De legiones y de nombres. Recuerdo haber conocido a José Bianco poco después de que ganara un juicio por la publicación de unas historias de Henry James que tradujo como nadie, en gran medida porque acaso el escritor y el traductor tuvieran con la ambigüedad una relación estrecha parecida, y contuvieran el aliento ante sombras disfrazadas. Estaba, raro en su carácter, exultante.
En una época, contábamos las traducciones de Aníbal Leal y creíamos en la versión de una comitiva de imprudentes galeotes trabajando a sus órdenes, o algo parecido a esa sentencia de Scott Fitzgerald sobre Waldo Frank: “Creí que era el nombre adoptado por una cohorte para asistir a todos los coloquios y congresos de literatura del mundo”.

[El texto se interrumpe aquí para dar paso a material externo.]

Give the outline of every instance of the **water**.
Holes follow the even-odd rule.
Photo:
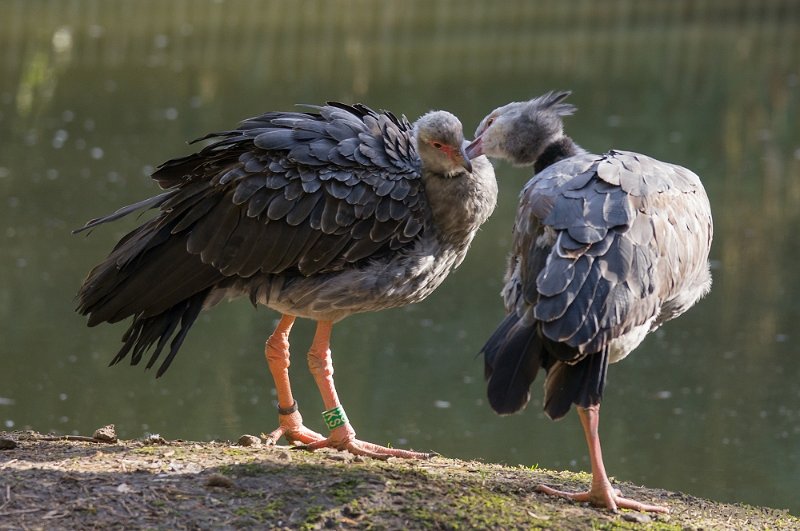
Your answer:
[[[800,6],[603,3],[13,1],[0,3],[0,425],[234,439],[275,427],[245,301],[201,317],[171,370],[106,365],[126,326],[73,312],[86,272],[135,221],[70,229],[153,194],[185,142],[295,103],[361,101],[471,131],[494,107],[569,88],[587,149],[695,170],[715,217],[711,295],[610,370],[601,430],[618,479],[800,514]],[[527,170],[497,165],[498,211],[463,266],[416,306],[334,329],[339,394],[367,440],[588,470],[576,416],[484,399],[483,341]],[[313,327],[293,336],[311,427]]]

A veces, las editoriales (ahora sobre todo los autores/traductores) hacen acopio de traducciones anteriores, ya vueltas casi anónimas, o inventan un nombre que se ocupa de las que nadie quiere comprobar siquiera si son correctas, o lo arman con los elementos más a mano, John Smith, como hacían los productores de Hollywood, por un film que no admitiera el nombre de un director con reputación y prestigio, alguien que anduviera por ahí.
A veces se imponen otros motivos. Cuando la traducción de Lolita apareció la primera vez en Sur, Enrique Pezzoni, a causa de una prohibición municipal de la circulación del libro, era profesor en más de una escuela, y tuvo que optar por el apellido Tejedor.
Otro de los editores/traductores con mejor olfato, Paco Porrúa, acaudalaba hasta una última corrección, postergada siempre, títulos, por ejemplo, de Bradbury, que bien sabía volver a bautizar en castellano, y que cuando se publicaban llevaban el nombre de traductor de Francisco Abelenda. A veces delegaba esa tarea en Marcial Souto.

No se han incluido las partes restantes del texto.